Truly, how much sense does it make on a long-term timeline to continue to have manufacturing of most basic consumer goods done on the other side of the world and of notoriously low quality? Yes, at the end of the day it is a cost and benefit equation as the sole driver of outsourcing labor is doing it for pennies there for what takes dollars here.

But, that equation is rooted in a human based production model — and one that is fundamentally about rich nations exploiting populations of poorer ones. The equation is also rooted in a fundamental assumption that factory automation today is expensive and it only works for large scale with companies that have deep pockets.

Add to this the current nature of automation: very much task constrained. You’d be surprised how many tasks human labor does even with relatively simple assembly lines — again, the joys of Moravec’s paradox. Trying to convert that labor to automation is often impractical.

This is where we find ourselves. The automation problem is fundamentally not that automation is bad, it’s that we don’t have enough automation. Things are too difficult to automate and that is the problem. Hopefully that changes.

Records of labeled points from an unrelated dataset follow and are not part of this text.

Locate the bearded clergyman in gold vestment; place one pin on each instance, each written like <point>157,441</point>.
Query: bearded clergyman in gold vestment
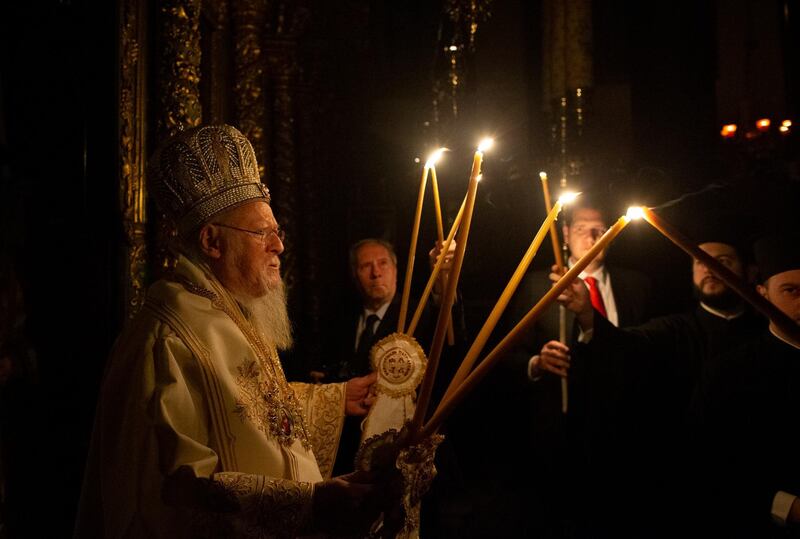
<point>198,433</point>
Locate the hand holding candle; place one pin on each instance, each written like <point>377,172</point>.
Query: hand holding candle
<point>735,283</point>
<point>512,339</point>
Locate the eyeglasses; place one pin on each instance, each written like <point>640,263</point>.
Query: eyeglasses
<point>583,231</point>
<point>263,234</point>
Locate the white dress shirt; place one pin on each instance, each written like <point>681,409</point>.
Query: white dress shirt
<point>362,321</point>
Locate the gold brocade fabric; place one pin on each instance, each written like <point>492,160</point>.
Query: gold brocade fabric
<point>324,406</point>
<point>194,403</point>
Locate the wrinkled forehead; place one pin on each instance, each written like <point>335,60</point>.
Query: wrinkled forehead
<point>789,277</point>
<point>255,214</point>
<point>587,217</point>
<point>371,252</point>
<point>717,249</point>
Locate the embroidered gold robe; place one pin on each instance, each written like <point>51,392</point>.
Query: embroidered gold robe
<point>197,432</point>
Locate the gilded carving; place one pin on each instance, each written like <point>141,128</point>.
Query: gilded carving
<point>249,22</point>
<point>178,89</point>
<point>132,83</point>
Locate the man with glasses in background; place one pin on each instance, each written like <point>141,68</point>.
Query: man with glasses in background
<point>535,370</point>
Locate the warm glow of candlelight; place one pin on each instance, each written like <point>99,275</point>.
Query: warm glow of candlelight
<point>485,144</point>
<point>434,157</point>
<point>729,130</point>
<point>455,395</point>
<point>568,197</point>
<point>499,308</point>
<point>635,212</point>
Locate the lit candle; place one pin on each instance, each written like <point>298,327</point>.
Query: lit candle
<point>553,233</point>
<point>437,206</point>
<point>511,340</point>
<point>450,291</point>
<point>734,282</point>
<point>412,326</point>
<point>412,249</point>
<point>505,297</point>
<point>562,312</point>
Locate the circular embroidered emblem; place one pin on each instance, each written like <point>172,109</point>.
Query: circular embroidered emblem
<point>400,363</point>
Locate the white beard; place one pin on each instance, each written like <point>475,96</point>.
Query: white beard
<point>269,316</point>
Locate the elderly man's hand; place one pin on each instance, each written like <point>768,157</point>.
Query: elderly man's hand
<point>444,271</point>
<point>554,358</point>
<point>349,504</point>
<point>359,395</point>
<point>575,298</point>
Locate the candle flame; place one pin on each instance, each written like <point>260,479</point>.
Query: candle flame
<point>635,212</point>
<point>485,144</point>
<point>568,197</point>
<point>728,130</point>
<point>434,157</point>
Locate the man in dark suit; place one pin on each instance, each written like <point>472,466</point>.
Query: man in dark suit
<point>593,425</point>
<point>373,267</point>
<point>659,365</point>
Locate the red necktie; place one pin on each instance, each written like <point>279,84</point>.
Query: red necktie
<point>594,294</point>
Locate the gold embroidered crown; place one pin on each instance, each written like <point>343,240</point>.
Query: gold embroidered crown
<point>202,171</point>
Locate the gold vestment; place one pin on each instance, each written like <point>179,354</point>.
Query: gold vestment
<point>197,432</point>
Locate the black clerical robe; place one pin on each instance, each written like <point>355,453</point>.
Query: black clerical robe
<point>747,409</point>
<point>656,368</point>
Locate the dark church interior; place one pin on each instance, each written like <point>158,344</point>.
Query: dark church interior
<point>689,107</point>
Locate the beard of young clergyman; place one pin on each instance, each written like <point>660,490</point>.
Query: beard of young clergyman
<point>726,300</point>
<point>270,316</point>
<point>268,312</point>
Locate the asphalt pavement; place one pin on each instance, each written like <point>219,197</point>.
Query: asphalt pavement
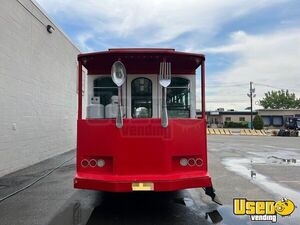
<point>240,166</point>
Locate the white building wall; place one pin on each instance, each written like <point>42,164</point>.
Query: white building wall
<point>38,81</point>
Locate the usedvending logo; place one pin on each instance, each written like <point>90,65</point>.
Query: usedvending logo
<point>264,210</point>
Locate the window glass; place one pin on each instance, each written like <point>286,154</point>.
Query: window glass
<point>267,120</point>
<point>105,88</point>
<point>228,119</point>
<point>178,98</point>
<point>141,98</point>
<point>277,120</point>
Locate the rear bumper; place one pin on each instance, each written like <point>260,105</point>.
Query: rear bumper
<point>124,183</point>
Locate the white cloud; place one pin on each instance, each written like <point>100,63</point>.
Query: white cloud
<point>156,21</point>
<point>269,60</point>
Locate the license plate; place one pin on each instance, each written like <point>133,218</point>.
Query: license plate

In the meantime, there will always be parts of the world where it is cheaper to manufacture than others — which isn’t to say this is a bad thing as it gives developing nations a way to get ahead.

The long-view equilibrium state that the automation process aims for is one in which these opportunities no longer exist — and this is the secret to globalization. In order for the current form of globalization to perpetuate, it needs to fail perpetually by operating as a zero-sum game.

That’s always been where I’ve found fault with this system: Zero-sum runs contrary to the fundamental selling point of modern trade theory – comparative advantage, i.e., non-zero-sum.